Chapter 15: Be My Wife
Sarah awoke, and immediately wished she hadn't. Every bone and muscle ached, and her head thundered in agony. She couldn't seem to peel back her eyelids, and when she tried to swallow, the fire in her throat forced a whimper. Worse, the sound caused the person lying next to her to tighten an arm possessively around her waist, further jostling her aching bones. Her memory of the failing battle flooded back to her and she twisted away from the constricting arm in panic, landing in a painful crouch against the far wall. She glared at the man she had dragged upright in her effort to escape. He looked like Jareth, but she couldn't be certain, and the memory of Drake's threats made her pulse pound with fear. She licked her parched lips, eyes flickering to the only exit, on the far side of the bed. Her gaze locked back onto the bed's inhabitant as he shifted, and she reached blindly to the table beside her for something that could serve as a weapon.

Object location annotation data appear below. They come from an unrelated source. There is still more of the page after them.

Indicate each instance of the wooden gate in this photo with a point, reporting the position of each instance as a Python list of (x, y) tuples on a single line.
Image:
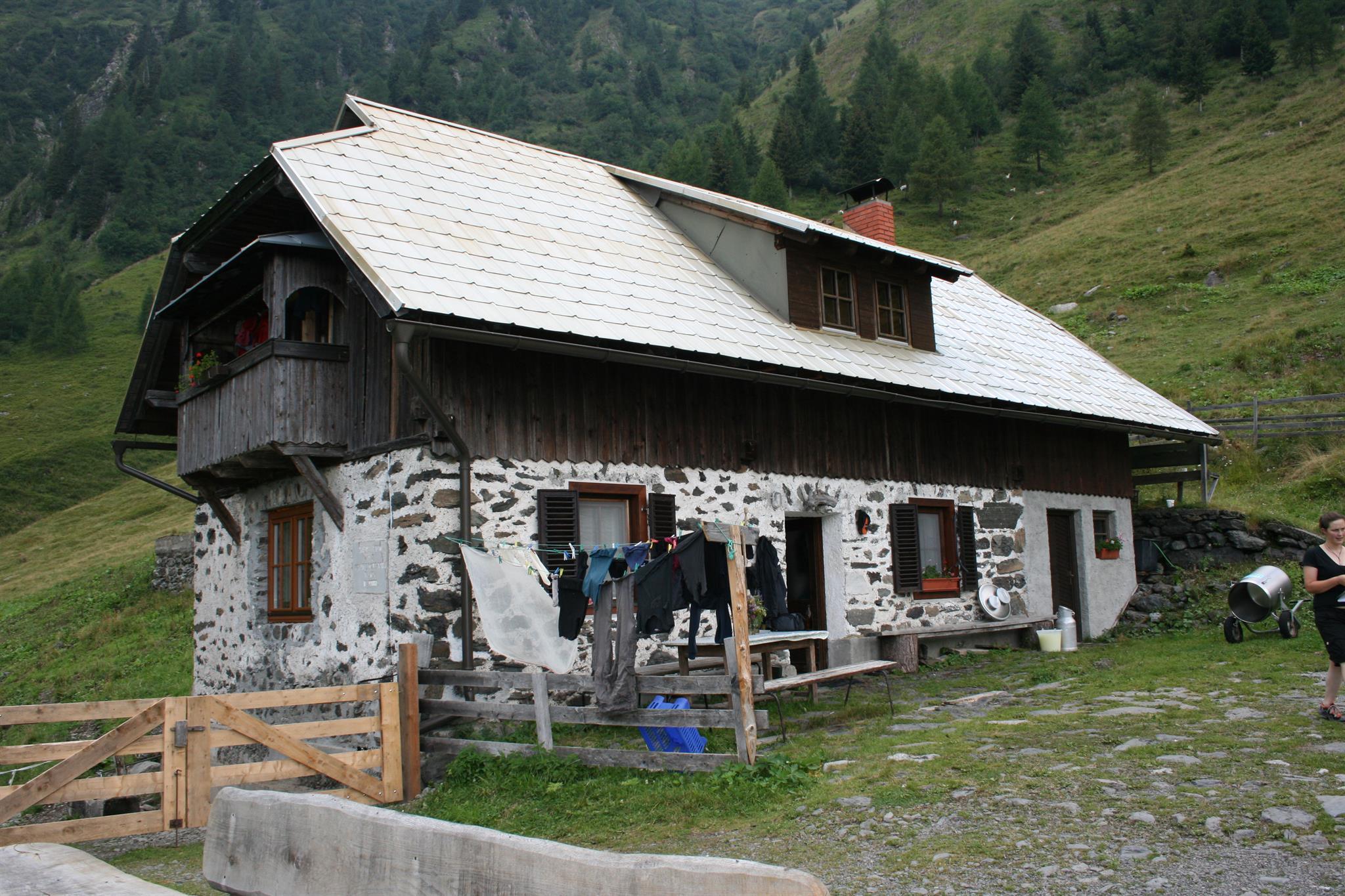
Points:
[(186, 733)]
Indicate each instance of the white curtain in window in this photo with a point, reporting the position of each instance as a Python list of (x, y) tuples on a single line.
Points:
[(517, 616)]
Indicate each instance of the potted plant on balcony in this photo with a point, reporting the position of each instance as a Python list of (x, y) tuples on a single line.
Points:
[(204, 366), (937, 580)]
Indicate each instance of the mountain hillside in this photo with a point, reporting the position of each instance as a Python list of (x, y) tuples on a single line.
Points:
[(123, 123)]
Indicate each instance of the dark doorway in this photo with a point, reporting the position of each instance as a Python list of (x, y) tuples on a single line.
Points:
[(1064, 561), (803, 581)]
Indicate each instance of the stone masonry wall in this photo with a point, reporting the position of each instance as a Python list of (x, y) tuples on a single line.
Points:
[(1193, 535), (405, 504)]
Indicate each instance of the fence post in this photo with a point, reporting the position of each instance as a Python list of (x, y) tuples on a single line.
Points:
[(408, 679)]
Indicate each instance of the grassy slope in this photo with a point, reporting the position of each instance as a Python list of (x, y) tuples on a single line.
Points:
[(57, 413)]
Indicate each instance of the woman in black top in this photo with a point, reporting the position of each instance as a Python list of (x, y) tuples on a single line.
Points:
[(1324, 576)]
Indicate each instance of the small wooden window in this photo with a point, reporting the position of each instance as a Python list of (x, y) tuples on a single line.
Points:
[(837, 299), (892, 310), (290, 563)]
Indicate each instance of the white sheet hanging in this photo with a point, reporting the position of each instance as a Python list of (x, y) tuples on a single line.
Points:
[(517, 616)]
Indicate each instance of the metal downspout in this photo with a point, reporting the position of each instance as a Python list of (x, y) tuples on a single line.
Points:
[(119, 449), (403, 335)]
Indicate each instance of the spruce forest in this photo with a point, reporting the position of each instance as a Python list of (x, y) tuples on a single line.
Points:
[(1055, 147)]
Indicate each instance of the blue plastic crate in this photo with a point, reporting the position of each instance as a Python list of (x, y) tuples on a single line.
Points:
[(673, 739)]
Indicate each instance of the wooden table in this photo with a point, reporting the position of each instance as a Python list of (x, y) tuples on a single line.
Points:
[(759, 645)]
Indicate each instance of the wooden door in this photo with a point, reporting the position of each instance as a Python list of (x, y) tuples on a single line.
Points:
[(1064, 559), (803, 578)]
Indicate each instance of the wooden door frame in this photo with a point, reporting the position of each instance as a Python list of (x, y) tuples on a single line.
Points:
[(1071, 519)]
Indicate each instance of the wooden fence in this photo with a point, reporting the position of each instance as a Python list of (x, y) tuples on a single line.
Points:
[(1261, 425), (185, 734)]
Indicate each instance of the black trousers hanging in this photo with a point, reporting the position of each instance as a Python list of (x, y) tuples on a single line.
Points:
[(613, 680)]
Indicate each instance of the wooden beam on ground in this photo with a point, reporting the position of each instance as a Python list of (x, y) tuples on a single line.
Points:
[(319, 485), (62, 774)]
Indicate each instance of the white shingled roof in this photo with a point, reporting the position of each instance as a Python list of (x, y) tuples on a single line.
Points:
[(452, 221)]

"Sarah..." His voice held a warning as he started to move towards her.
"Stay away from me. Don't touch me," she croaked, brandishing what might generously be called a mirror, but which was at least metal and heavy. The man glowered at her, his expression a mixture of anger and disbelief. When she didn't back down, he threw up his hands and stormed from the room. And that was when it dawned on Sarah that the man could only have been Jareth, since Drake would not have been deterred by a makeshift mirror. Too exhausted and confused to contemplate chasing after him, Sarah sank to the floor, cradling her aching head in her arms.
"That was not well done, milady." Sarah lifted her head just far enough to see Didymus frowning at her from the doorway. Dropping her head back down, she groaned.
"I thought he was Drake." Silence stretched out as she listened to the fox move around the room. Didymus's gentle paw on her arm brought her head up again, and she accepted his sympathetic look along with a glass of water. The cool water eased some of the pain, but her throat still felt raw. She stared at the moisture beaded on the glass as she gathered the courage to ask the obvious question.
"Did we win?"
"We won, milady, but not without cost. It was your doing, and his majesty's. Your song destroyed the trolls and stopped the elfshot, and when your magic began to fail, his majesty gave you his." Sarah's eyes widened, remembering the strong arms that had held her, the wild magic that had flowed through her.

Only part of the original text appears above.